Either full inclusion works or it doesn't. What are the limits for each grade? Add to this all of those vague things parents are supposed to do at home, like modeling a love of education and practicing math facts.

It started out with Hirsch talking about how there is a content issue (related to SAT) and that it is not based on demographics. But now, the discussion has evolved to vague demographic variables. Either you can define and isolate key variables or you can't. However, I don't see many testing the variables of basic competence.

Kids do poorly on the trivial 4th grade NAEP math test. A school uses Everyday Math that "trusts the spiral" by definition. They don't ensure mastery. They create a demographic issue because some parents are doing their job. It's easier to talk about vague variables.

Most problems in education are defined using hard, cold results from specific tests. Rather than study the details of each question, many resort to top-down guess and check for any sort of correlation that pops into their heads. So, perhaps they scientifically find that there is a correlation between improved (relative) 4th grade math scores and readiness factors in Kindergarten.

Relative, but still stinking lousy.

Amy P said...

"60% of Finnish kids attend kindergarten BEFORE age 7..."
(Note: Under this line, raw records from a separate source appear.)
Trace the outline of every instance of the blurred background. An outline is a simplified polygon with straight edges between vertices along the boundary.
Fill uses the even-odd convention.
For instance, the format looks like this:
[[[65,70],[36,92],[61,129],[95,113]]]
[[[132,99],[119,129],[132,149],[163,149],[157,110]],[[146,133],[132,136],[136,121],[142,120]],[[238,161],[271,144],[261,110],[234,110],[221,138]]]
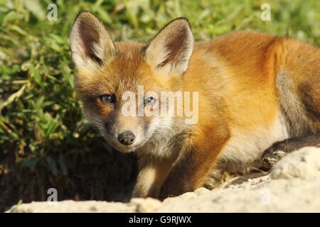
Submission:
[[[271,21],[260,18],[265,3]],[[56,21],[48,19],[50,4]],[[196,40],[255,30],[320,46],[319,0],[0,0],[0,211],[46,201],[51,187],[58,200],[129,198],[134,157],[113,150],[87,123],[74,91],[69,33],[82,10],[115,40],[146,42],[184,16]]]

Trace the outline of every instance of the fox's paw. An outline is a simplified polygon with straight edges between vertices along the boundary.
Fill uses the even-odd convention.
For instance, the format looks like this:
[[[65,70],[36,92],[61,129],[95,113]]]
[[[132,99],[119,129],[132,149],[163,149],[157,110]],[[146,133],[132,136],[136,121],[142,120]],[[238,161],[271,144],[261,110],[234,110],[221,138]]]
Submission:
[[[277,161],[289,153],[288,148],[283,143],[274,143],[270,148],[265,150],[262,154],[262,160],[268,167],[272,167]]]

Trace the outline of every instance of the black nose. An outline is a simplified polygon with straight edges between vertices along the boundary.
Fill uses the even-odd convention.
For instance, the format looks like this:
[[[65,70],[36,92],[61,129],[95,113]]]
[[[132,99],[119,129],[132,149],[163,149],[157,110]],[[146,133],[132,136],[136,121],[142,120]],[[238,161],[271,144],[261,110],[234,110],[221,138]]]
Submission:
[[[119,142],[125,145],[132,144],[135,139],[136,137],[134,136],[134,134],[129,131],[120,133],[118,135]]]

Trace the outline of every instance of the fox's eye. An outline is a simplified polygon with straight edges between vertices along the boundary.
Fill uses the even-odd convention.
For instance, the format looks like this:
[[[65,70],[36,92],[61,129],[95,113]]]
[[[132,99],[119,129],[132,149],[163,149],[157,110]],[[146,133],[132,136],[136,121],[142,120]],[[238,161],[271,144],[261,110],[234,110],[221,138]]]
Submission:
[[[100,99],[104,104],[112,104],[114,102],[112,96],[109,94],[103,94],[100,96]]]
[[[144,106],[152,106],[153,104],[154,104],[155,102],[156,102],[156,99],[154,99],[152,96],[150,96],[150,97],[146,98],[146,99],[144,99]]]

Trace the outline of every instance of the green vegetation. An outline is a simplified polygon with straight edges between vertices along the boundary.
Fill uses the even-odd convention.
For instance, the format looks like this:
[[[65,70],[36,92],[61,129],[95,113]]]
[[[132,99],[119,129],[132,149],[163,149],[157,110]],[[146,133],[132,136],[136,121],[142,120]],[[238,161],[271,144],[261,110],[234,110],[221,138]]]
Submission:
[[[271,6],[271,21],[260,6]],[[49,21],[47,6],[58,6]],[[77,13],[99,16],[116,40],[145,42],[187,17],[197,40],[251,29],[320,46],[320,1],[0,0],[0,211],[46,200],[126,198],[134,158],[114,151],[83,118],[74,91],[69,33]]]

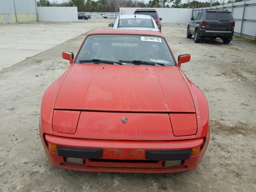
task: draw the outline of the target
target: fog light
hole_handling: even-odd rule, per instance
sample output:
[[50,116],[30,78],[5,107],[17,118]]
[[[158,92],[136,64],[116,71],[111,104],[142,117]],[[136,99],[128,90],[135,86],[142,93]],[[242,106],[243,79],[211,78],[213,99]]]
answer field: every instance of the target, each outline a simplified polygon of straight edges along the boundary
[[74,157],[66,157],[66,162],[67,163],[76,163],[77,164],[84,164],[85,163],[84,159]]
[[57,152],[58,151],[58,150],[57,149],[57,145],[56,144],[49,143],[49,148],[52,151],[54,151],[54,152]]
[[182,160],[173,160],[172,161],[165,161],[164,162],[164,166],[165,167],[170,167],[171,166],[176,166],[180,165],[182,163]]
[[196,155],[196,154],[198,153],[198,152],[199,152],[200,149],[200,146],[192,148],[192,151],[191,151],[191,154],[190,155],[192,156],[192,155]]

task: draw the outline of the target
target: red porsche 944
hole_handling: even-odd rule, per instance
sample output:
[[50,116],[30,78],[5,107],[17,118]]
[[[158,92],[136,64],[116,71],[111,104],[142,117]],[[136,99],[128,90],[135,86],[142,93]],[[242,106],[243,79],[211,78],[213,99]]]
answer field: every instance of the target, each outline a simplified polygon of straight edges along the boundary
[[208,106],[160,32],[98,30],[44,94],[40,134],[54,166],[167,173],[196,168],[209,139]]

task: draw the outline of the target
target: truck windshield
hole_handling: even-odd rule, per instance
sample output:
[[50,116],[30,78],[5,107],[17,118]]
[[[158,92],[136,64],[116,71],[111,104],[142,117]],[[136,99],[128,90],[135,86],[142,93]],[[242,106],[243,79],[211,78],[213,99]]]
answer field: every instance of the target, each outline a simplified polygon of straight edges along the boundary
[[155,63],[156,66],[175,65],[164,39],[143,35],[90,35],[78,53],[76,62],[92,60],[110,61],[115,62],[115,64],[121,62],[123,65],[138,64],[136,62],[123,61],[140,61],[141,64],[144,64],[142,62],[148,62]]
[[149,27],[154,28],[154,26],[152,19],[131,18],[120,19],[117,27]]
[[157,19],[157,16],[156,16],[156,12],[153,11],[136,11],[136,14],[138,14],[140,15],[146,15],[151,16],[154,19]]
[[232,21],[231,13],[227,12],[207,12],[206,20]]

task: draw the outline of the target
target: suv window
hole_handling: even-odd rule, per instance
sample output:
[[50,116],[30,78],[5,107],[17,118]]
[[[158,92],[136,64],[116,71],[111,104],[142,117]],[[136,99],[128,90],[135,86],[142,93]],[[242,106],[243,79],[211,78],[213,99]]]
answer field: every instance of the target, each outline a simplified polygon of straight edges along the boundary
[[136,14],[138,14],[140,15],[149,15],[151,16],[154,19],[157,19],[157,16],[156,15],[156,12],[153,12],[153,11],[136,11],[135,12],[136,12]]
[[194,20],[196,20],[196,18],[197,17],[197,16],[198,15],[198,13],[197,13],[196,14],[196,15],[195,15],[194,16]]
[[196,17],[196,20],[198,20],[198,19],[200,19],[200,17],[201,17],[201,13],[199,13],[197,17]]
[[203,19],[203,17],[204,17],[204,13],[202,13],[202,14],[201,14],[201,15],[200,16],[200,18],[198,18],[198,19],[202,20]]
[[232,21],[233,18],[231,12],[207,12],[206,14],[206,20]]

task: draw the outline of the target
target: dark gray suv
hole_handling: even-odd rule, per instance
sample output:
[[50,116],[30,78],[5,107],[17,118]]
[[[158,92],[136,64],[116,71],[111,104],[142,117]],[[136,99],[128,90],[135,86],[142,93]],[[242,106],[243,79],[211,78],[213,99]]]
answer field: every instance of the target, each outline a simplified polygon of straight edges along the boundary
[[229,43],[233,38],[235,22],[231,12],[228,10],[202,10],[191,18],[188,25],[187,38],[194,35],[196,43],[204,38],[221,38]]

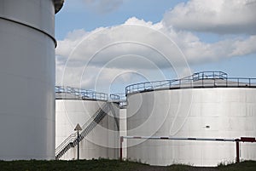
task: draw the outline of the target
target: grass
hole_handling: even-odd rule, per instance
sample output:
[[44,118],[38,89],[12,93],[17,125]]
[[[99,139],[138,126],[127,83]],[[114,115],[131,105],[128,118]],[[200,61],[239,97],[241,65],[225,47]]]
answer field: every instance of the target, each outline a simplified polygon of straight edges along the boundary
[[256,162],[247,161],[241,163],[218,166],[217,168],[195,168],[186,165],[172,165],[168,167],[149,166],[134,162],[119,162],[119,160],[80,160],[80,161],[0,161],[1,171],[108,171],[108,170],[170,170],[170,171],[201,171],[201,170],[220,170],[220,171],[255,171]]

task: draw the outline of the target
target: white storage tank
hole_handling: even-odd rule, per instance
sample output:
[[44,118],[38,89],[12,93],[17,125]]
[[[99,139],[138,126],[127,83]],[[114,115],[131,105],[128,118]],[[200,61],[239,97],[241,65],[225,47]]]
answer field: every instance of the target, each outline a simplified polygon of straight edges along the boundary
[[0,160],[55,158],[55,14],[63,0],[0,0]]
[[[256,79],[199,72],[126,88],[127,134],[177,138],[256,137]],[[256,144],[240,143],[240,158],[256,160]],[[235,162],[236,143],[128,140],[127,157],[152,165],[217,166]]]
[[[119,104],[108,102],[107,94],[71,87],[56,88],[56,159],[77,159],[74,128],[78,123],[82,128],[80,159],[117,159]],[[71,143],[72,146],[68,146]]]

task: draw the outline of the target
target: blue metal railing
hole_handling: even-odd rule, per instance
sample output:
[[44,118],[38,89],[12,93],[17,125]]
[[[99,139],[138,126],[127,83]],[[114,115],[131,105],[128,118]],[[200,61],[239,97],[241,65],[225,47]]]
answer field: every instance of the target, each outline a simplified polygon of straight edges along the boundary
[[55,86],[55,94],[61,94],[63,99],[65,99],[67,94],[71,94],[73,95],[74,99],[108,100],[108,94],[68,86]]
[[228,75],[222,71],[203,71],[181,79],[131,84],[125,88],[125,94],[157,89],[215,87],[256,88],[256,78],[228,77]]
Which means that 40% don't. If we had those kind of numbers in the US, we'd all be wringing our hands about it. And yet, somehow, the Finns do OK. Weird.

Bonnie said...

The article said that 30% had not attended - 10% evidently attended some other kind of program. The article also noted that Finnish kids go to other sorts of preschool programs as well. And finally, they note that the curriculum in the first official year seems to assume some level of pre-literacy skills before that year

Bonnie said...

This article notes Finland's fullday preschool program (which is paid for on a sliding scale basis) and notes that
"While preschool is optional, most parents choose to send their children because they work outside the home. (Municipalities also pay mothers a small stipend to stay home and care for their children until they are three years old.)"

http://www.theglobeandmail.com/life/family-and-relationships/early-education-top-model-finland/article1183419/

Lisa said...

Just noting that encouraging independence and self-sufficiency as suggested in the list will make you a known ' kook' and probably a negligent parent.

Nature Creek Farm said...

I just want to say, Allison, that you covered the basics quite well. The only thing I can add is that I went to a 2-room school until 6th grade. The teachers had no principal or superintendent on premises, and often had to help prepare the lunch in the basement. They left the older kids supervising the younger ones (3rd and 6th). Variations in maturity could be compensated for because everyone heard and sometimes participated in the other classes' lessons. You had 3 years to review 1st grade while you sat quietly being done with your own homework. The modern mechanization of children by age is one of the worst things we have done in the factory. I rarely associated with my own grade kids until forced to do so. Teachers have dug some holes themselves, but in general, everyone has contributed to this system of systems where decisions are made by numbers on a spreadsheet instead of actual sensible awareness and reason. Somehow, we have to establish education that does not teach by budget to a paradigm of industrialization. It's time to treat children as the human beings they will become, not as the babies they were.